Cassels to assist OCAD with ven cap advice

Cassels Brock & Blackwell LLP is partnering with the Ontario College of Art and Design to develop a legal clinic for Imagination Catalyst, its entrepreneur hub at the art and design school in Toronto.

Cassels Brock connected with OCAD through a venture capital firm it acts for called Relay Ventures and started meeting with Katherine Roos, executive director of Imagination Catalyst.

"We thought this accelerator needed a corporate business law firm because they are strong on the art product side and we thought because we are mid-market and entrepreneurial it was a good fit," says Jamie Firsten, partner at Cassels Brock who focuses on early stage financing for emerging tech companies.

The OCAD Imagination Catalyst incubator accepts startup applications from its alumni and creative sector entrepreneurs.
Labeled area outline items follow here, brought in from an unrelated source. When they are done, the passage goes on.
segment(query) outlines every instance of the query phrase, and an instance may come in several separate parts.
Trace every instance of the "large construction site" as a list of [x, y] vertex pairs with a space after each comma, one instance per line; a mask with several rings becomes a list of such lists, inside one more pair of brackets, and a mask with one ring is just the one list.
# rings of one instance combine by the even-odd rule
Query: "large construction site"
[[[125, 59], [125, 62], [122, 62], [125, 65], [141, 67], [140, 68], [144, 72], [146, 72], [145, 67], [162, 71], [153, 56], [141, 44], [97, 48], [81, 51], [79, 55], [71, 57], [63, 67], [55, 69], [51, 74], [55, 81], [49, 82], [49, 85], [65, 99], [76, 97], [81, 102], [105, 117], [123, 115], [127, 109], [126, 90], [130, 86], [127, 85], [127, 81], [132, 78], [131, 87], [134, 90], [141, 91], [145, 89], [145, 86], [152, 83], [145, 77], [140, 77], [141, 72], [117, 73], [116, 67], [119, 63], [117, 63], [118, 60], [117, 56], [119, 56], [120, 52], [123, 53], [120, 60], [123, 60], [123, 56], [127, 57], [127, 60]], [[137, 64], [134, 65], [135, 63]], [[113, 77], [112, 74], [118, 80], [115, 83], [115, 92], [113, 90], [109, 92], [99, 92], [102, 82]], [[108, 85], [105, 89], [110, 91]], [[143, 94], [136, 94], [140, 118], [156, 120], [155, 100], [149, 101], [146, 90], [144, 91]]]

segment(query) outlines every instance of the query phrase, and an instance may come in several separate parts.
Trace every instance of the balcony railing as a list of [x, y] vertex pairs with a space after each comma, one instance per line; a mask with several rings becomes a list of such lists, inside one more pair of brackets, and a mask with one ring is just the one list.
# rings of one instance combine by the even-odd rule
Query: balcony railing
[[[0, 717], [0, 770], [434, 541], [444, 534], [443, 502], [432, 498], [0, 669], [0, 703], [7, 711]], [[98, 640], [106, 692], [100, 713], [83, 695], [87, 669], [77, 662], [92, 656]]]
"From the moment an entrepreneur registers a business there are potential legal implications and I think it was important for us to find a partner to work with us to support them," says Roos. "We're trying to accelerate and ensure the long-term success of businesses so if we can offer a suite of services to help them overcome barriers earlier they will build successful companies faster."

Sometimes an entrepreneur with no budget will attempt to prepare seed funding documents by pulling them off legal tech websites and in future rounds Roos says investors often find they have some "messes that need to be cleaned up."
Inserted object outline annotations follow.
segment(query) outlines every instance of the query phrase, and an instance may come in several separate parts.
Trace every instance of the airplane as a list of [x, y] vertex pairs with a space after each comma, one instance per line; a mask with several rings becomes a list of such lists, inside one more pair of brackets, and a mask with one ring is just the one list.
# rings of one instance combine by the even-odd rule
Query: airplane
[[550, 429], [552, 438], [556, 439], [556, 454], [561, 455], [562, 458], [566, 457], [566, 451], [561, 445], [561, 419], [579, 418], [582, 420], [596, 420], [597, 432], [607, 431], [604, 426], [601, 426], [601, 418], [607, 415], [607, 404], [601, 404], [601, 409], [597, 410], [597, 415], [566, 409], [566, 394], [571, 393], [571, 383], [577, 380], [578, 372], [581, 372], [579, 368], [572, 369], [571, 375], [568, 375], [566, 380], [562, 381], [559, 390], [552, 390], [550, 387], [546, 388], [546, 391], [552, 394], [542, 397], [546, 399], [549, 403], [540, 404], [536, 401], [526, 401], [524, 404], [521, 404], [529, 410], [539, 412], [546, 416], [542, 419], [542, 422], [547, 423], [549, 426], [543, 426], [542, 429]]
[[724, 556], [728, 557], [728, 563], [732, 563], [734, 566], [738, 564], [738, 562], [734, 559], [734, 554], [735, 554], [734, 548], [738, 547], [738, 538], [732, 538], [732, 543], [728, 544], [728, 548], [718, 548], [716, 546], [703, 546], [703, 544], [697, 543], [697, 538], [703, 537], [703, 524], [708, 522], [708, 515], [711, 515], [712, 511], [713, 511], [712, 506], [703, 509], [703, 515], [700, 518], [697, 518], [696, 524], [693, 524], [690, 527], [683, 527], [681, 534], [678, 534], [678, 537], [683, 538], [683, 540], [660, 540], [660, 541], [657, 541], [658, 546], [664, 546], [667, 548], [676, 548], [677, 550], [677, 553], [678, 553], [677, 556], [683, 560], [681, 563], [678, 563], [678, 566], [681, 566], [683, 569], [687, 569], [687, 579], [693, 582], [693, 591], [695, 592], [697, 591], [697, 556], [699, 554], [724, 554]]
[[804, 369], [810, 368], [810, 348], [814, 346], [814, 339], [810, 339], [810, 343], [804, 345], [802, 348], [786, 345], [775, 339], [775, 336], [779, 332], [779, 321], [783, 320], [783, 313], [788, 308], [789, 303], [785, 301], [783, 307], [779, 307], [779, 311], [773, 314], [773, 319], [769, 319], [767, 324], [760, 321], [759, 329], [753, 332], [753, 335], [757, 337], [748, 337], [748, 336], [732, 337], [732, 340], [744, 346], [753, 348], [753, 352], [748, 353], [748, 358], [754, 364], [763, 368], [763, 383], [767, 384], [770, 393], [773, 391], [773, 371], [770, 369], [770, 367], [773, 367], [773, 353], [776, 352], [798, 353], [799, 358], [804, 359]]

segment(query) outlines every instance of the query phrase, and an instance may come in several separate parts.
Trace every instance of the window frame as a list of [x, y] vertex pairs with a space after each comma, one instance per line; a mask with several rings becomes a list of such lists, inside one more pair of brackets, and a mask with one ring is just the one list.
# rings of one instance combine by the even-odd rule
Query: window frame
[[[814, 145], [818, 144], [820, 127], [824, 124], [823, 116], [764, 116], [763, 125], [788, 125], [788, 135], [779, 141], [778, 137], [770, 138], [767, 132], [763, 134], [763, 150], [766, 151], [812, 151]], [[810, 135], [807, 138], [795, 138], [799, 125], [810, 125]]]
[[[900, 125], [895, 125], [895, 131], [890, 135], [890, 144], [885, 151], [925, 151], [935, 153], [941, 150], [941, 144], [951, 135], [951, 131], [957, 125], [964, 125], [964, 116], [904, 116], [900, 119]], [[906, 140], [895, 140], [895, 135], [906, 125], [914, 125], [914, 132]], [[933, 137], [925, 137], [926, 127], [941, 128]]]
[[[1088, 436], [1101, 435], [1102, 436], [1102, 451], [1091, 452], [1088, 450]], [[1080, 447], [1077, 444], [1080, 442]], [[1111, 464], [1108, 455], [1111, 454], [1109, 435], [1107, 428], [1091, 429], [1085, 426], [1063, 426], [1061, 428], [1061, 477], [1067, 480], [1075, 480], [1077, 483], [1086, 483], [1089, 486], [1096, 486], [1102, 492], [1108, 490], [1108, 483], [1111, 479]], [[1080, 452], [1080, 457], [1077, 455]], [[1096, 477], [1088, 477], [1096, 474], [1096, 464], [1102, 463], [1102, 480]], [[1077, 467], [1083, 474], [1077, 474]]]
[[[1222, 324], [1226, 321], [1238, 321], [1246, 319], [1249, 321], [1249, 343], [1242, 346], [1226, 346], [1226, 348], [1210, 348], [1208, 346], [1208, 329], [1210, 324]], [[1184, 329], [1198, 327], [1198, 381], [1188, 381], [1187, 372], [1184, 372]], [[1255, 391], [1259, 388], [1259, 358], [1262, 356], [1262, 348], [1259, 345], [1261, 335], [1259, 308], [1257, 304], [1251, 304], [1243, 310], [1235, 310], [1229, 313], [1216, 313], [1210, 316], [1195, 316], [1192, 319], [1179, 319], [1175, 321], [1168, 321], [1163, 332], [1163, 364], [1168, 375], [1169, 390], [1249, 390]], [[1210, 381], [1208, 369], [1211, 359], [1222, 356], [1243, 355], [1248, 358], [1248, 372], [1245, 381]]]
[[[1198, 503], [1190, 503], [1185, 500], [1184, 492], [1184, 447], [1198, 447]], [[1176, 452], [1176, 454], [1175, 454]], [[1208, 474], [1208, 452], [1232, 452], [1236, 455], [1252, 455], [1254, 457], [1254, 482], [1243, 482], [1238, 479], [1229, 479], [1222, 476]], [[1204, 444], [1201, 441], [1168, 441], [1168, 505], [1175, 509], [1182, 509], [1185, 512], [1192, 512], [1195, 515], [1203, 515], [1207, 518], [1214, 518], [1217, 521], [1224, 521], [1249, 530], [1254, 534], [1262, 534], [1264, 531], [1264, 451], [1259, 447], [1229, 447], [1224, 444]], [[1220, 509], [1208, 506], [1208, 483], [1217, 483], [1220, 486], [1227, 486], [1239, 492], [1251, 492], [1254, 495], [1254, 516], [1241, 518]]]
"This makes everyone's lives easier if they learn how to do it right from the beginning," she says.

Firsten says Cassels' involvement will help increase the the number of OCAD related companies likely to get funded.

"When someone starts a business they are just full-steam ahead on their idea. They don't usually spend the time or money to ensure the IP is protected properly. We're putting on our legal and business hat for them and saying, 'What is the least cost you can incur to get the necessary protection to keep you rolling to get you to series A financing?'"

Most of Firsten's work is acting for venture capital firms as well as mid-large sized tech companies. He says often when venture capital firms come calling the entrepreneurs with the great idea aren't always ready for the conversation.

"What we've noticed is to really provide value you have to get in and meet with these founders on a constant basis so the location of our office to OCAD is going to be really valuable," he says. "We're going to have legal clinic hours so people can come and speak to me or an associate and have a conversation about something that happened with their business that day."

Over the last few years several Bay Street law firms such as Osler Hoskin & Harcourt LLP, Dentons, Fasken Martineau DuMoulin LLP and others have been looking at how they can be a part of the startup field. By setting up shop at OCAD Cassels is hoping to provide on-site advice but also get first crack at the next Shopify or HootSuite.

"If you want to play in this space you need to jump in at the beginning of the spectrum and meet these people. If you don't meet them when they're just starting they will have established a relationship with a lawyer," he says.

Cassels isn't charging for the advice provided on-site at OCAD in the legal clinic but the hope is as they establish relationships they are the first thought when they look to decide on who will be the company counsel.

"We have a startup package which is a nominal amount of money to get the core essentials to get a business out of the gate," he says. "The hope is a couple of them turn into large Canadian businesses doing deals and raising more money."

Firsten admits it's a model that "requires patience."

"You just don't know where the next client is going to come from -- which company is going to pop, get money from a VC and turn into something bigger," he says.

But it can also become a source of deal flow for existing clients who are local venture capital firms looking for deals.